A nossa vocação profética também nos coloca diante de desafios semelhantes e não podemos nos acovardar. O exemplo de Jeremias é uma motivação para nós. Ai de mim se eu não anunciar o evangelho, disse Paulo parafraseando Jeremias. (1Cor 9, 16) Cada um de nós, no exercício da nossa missão de seguidor de Cristo e de Francisco, deve também sentir dentro de si esse fogo abrasador que não permite que a nossa voz se cale, que não deixemos passar uma ocasião para testemunhar a nossa fé, para comunicar aos outros o ensinamento que recebemos de Cristo. Os profetas de outrora falavam em nome de Javeh, nós hoje falamos em nome de Cristo, que é a própria Palavra de Javeh materializada e encarnada, que nos mandou para continuarmos a sua missão, quando chamou os apóstolos e estes criaram as primeiras 'ekklesias' (comunidades), através das quais nós somos hoje chamados ao mesmo apostolado.

E aqui passamos a considerar a missão profética de Cristo, que não falava em nome de Javeh, como os profetas antigos, mas falava em nome próprio, porque Ele é a própria Palavra de Javeh. No evangelho do domingo passado, cuja continuação lemos hoje, vemos o autotestemunho de Cristo, quando ele se proclama o Messias, ao ler a passagem do profeta Isaías, cap 61: (O Espírito do Senhor Deus está sobre mim. E Ele me ungiu para pregar o evangelho. Para resgatar o pobre da sua pobreza) e depois, fechando o livro, acrescentou: hoje se cumpriu aquilo que foi dito pelo profeta. Foi uma rara ocasião em que Cristo assumiu publicamente que Ele era o Messias esperado. Alguns judeus o chamava de 'profeta', mas na verdade, ele era mais que um profeta porque falava em nome próprio. Mas os seus concidadãos tinham dificuldades em aceitar isso: como pode? É o filho de José carpinteiro, como pode ser o Messias? E ficavam esperando dele sinais extraordinários para que acreditassem, o que Cristo se recusava a fazer.

Pode até parecer estranha essa atitude de Cristo. Por que ele não dava logo os “sinais” que eles tanto queriam e assim os convencia de uma vez? Por que ficava se negando a fazer milagres em sua própria cidade? A resposta é simples: Ele queria que todos acreditassem na sua pregação, no seu testemunho, não em demonstrações de poder, em exibicionismos. Jesus queria que eles cressem na Sua pessoa sem a necessidade de ter de provar isso por meios miraculosos, porque isso levaria a uma atitude de submissão da parte deles, não a uma adesão consciente. Fazer um milagre para demonstrar poder era como obrigá-los a acreditar e esse não era o Seu objetivo.
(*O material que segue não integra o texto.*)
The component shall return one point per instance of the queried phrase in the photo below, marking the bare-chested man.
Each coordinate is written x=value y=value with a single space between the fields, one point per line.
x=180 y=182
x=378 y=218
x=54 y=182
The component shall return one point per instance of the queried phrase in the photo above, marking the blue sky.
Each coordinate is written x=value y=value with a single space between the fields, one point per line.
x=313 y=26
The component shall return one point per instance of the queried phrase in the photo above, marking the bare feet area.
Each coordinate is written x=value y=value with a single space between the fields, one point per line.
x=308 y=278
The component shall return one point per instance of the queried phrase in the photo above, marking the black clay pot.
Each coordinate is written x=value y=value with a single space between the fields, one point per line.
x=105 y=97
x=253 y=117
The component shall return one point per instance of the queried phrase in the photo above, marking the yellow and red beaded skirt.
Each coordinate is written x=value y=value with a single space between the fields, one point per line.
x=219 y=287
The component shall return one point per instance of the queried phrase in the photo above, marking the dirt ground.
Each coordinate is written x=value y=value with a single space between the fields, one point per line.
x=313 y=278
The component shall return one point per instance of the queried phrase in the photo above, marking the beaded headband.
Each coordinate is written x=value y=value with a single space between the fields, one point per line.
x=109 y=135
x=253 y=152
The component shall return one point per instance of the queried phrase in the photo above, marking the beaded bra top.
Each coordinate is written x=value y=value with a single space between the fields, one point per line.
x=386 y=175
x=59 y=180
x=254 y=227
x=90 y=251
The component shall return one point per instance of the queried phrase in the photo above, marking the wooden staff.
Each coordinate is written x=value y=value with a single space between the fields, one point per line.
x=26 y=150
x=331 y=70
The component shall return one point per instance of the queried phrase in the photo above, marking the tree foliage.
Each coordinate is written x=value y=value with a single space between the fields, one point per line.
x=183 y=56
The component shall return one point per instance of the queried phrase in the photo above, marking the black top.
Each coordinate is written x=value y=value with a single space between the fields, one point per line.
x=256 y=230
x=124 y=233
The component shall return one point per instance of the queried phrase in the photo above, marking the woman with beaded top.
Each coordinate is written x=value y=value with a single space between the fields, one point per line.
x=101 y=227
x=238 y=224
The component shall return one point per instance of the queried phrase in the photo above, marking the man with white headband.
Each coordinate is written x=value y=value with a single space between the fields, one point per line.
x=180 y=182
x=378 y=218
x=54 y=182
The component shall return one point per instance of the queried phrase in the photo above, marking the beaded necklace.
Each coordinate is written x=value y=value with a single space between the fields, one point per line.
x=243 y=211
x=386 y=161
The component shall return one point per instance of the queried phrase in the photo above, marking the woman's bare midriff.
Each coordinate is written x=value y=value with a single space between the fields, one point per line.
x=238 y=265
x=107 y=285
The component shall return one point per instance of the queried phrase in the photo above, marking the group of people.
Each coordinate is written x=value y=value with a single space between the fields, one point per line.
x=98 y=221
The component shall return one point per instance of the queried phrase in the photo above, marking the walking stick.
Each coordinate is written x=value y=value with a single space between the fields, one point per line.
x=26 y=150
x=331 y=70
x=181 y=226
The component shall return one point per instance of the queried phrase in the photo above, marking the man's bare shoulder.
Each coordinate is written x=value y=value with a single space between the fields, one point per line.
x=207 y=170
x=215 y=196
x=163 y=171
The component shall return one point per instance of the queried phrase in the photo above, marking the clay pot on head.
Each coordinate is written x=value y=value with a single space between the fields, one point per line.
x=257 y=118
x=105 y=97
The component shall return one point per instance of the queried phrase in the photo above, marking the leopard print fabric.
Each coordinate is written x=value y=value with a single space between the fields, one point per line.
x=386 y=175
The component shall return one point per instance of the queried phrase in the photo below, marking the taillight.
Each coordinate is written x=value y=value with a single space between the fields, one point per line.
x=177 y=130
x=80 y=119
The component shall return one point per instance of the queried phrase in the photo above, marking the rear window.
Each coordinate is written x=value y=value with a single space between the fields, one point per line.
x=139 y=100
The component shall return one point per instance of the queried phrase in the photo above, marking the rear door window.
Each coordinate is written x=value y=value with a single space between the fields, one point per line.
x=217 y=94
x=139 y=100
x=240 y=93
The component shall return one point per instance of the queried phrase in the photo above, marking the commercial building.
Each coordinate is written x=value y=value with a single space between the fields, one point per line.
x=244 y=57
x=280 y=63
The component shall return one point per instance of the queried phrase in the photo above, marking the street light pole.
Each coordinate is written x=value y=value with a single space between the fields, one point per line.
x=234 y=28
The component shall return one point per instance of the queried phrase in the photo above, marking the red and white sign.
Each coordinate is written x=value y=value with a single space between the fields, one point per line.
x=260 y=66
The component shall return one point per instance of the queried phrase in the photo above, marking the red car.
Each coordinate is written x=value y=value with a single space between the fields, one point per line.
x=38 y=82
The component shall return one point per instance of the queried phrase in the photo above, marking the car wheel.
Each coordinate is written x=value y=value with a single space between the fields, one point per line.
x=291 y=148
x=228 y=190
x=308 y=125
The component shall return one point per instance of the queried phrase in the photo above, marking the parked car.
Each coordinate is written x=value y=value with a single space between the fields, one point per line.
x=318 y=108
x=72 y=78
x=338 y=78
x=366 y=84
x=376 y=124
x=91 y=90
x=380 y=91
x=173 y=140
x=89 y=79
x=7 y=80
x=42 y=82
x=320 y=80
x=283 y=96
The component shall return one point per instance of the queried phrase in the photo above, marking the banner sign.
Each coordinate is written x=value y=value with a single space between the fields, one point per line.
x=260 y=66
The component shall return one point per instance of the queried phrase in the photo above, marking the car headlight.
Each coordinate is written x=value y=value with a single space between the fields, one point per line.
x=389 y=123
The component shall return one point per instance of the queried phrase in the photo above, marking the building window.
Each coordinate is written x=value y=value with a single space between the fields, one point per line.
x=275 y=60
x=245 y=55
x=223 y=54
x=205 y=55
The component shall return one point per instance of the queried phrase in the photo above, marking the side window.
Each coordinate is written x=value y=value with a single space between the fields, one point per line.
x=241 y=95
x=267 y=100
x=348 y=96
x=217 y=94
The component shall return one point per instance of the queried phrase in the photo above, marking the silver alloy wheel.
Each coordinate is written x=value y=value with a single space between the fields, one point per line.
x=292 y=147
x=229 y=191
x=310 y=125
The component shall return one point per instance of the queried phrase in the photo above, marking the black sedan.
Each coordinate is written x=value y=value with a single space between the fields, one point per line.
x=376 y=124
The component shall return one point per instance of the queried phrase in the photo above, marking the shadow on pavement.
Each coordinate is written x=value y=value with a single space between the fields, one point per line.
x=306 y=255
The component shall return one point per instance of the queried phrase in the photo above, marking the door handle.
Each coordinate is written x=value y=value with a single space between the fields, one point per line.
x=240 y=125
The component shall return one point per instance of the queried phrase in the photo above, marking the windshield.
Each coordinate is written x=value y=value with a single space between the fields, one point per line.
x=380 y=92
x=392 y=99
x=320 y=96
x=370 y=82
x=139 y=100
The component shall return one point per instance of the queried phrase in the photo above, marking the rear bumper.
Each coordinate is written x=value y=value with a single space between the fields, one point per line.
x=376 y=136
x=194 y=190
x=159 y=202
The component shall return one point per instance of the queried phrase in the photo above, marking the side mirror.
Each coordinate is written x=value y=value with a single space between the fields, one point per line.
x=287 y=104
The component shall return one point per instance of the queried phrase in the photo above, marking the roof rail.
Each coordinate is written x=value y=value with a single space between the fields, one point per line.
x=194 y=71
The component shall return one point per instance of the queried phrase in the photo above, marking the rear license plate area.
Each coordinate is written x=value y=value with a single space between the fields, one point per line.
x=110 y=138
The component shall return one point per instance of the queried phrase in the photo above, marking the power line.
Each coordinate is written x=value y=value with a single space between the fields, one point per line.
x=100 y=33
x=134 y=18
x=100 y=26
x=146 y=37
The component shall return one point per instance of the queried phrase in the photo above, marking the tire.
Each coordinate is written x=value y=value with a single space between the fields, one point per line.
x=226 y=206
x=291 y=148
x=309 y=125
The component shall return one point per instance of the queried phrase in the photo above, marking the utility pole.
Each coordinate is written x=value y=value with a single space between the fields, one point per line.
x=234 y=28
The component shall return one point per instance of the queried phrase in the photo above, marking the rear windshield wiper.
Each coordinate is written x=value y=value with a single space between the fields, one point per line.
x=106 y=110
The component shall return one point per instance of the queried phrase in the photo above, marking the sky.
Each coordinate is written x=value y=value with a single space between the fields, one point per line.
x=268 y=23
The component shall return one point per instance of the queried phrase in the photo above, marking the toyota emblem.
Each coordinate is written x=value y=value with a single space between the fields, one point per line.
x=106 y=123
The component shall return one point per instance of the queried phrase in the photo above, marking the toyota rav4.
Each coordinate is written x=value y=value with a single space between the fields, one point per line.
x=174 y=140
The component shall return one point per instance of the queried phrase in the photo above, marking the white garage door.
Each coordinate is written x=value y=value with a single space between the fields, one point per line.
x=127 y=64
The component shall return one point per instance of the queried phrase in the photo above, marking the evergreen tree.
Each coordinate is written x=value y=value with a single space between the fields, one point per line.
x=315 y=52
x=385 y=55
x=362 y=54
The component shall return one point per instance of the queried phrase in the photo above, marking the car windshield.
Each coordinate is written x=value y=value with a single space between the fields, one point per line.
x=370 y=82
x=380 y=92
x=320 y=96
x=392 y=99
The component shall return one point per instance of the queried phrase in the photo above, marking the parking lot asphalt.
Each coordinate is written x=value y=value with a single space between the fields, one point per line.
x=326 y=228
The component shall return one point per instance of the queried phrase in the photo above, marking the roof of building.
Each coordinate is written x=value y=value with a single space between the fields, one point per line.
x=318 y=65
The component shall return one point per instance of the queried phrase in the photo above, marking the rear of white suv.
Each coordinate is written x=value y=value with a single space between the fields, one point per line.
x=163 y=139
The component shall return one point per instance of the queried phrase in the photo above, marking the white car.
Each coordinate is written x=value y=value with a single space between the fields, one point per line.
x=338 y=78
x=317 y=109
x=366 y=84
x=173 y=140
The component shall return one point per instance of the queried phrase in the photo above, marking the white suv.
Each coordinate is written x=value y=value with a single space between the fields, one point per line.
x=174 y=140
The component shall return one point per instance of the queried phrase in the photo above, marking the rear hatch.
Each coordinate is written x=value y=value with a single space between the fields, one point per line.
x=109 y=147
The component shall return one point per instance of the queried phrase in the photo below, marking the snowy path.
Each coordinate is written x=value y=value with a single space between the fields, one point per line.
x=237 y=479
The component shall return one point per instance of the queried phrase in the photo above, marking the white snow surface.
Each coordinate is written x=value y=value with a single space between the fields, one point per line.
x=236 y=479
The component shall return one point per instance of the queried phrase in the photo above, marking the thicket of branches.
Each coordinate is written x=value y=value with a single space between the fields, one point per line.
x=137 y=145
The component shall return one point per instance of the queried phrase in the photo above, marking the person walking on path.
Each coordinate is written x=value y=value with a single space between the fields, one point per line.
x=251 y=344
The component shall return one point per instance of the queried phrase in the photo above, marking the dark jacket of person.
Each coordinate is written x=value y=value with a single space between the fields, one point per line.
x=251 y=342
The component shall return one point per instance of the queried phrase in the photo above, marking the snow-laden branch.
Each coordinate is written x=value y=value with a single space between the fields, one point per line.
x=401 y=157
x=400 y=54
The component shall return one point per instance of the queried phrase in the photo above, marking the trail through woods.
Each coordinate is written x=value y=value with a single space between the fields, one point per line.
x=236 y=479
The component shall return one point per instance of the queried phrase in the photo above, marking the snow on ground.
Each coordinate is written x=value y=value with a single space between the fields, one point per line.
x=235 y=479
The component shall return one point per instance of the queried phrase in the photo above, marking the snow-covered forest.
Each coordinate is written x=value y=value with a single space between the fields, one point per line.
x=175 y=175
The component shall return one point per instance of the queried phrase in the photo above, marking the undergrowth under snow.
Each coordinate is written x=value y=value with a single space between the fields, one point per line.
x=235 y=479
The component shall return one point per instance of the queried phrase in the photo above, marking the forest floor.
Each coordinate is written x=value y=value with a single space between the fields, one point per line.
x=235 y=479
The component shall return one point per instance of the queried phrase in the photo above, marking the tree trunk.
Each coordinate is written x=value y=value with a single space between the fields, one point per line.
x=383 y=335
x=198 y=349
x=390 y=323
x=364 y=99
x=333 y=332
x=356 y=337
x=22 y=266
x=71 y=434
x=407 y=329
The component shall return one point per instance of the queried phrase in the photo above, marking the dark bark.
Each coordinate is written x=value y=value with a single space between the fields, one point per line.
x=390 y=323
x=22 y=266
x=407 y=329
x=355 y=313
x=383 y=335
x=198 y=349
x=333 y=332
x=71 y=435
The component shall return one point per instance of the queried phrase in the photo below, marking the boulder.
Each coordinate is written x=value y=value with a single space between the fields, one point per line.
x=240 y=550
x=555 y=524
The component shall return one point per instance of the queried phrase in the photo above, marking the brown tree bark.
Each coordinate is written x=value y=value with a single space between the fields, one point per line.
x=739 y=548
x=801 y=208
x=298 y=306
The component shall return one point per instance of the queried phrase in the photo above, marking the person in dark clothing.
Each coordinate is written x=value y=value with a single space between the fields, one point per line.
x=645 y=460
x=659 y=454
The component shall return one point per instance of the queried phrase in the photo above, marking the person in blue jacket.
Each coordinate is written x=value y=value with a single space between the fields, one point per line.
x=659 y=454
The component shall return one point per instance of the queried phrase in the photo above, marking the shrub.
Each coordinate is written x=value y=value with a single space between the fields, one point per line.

A crença devia ser fruto de uma decisão da vontade livre, não de uma situação forçada. Ele esperava que os seus concidadãos, aqueles que conheciam a sua família e O conheciam desde criança, fossem capazes de enxergar n'Ele mais do que os olhos carnais mostravam, mas isso não aconteceu. Ao contrário. Ficaram irritados e tentaram linchá-los. E Jesus terminou fazendo um milagre diferente nessa ocasião, como diz o evangelista Lucas (4, 30): passando pelo meio deles, continuou o seu caminho. Ora, de que modo Jesus teria conseguido se libertar de uma multidão irada, senão tornando-se invisível a eles e passando pelo meio da turba sem que O vissem? No entanto, mesmo assim, não perceberam o milagre nem acreditaram n'Ele.

Meus amigos, para não me alongar demasiado, concluo convidando todos a meditarem sobre a nossa vivência da vocação profética, à qual fomos chamados pelo batismo, e que em nós se consolidou com a formação recebida nas dependências seráficas.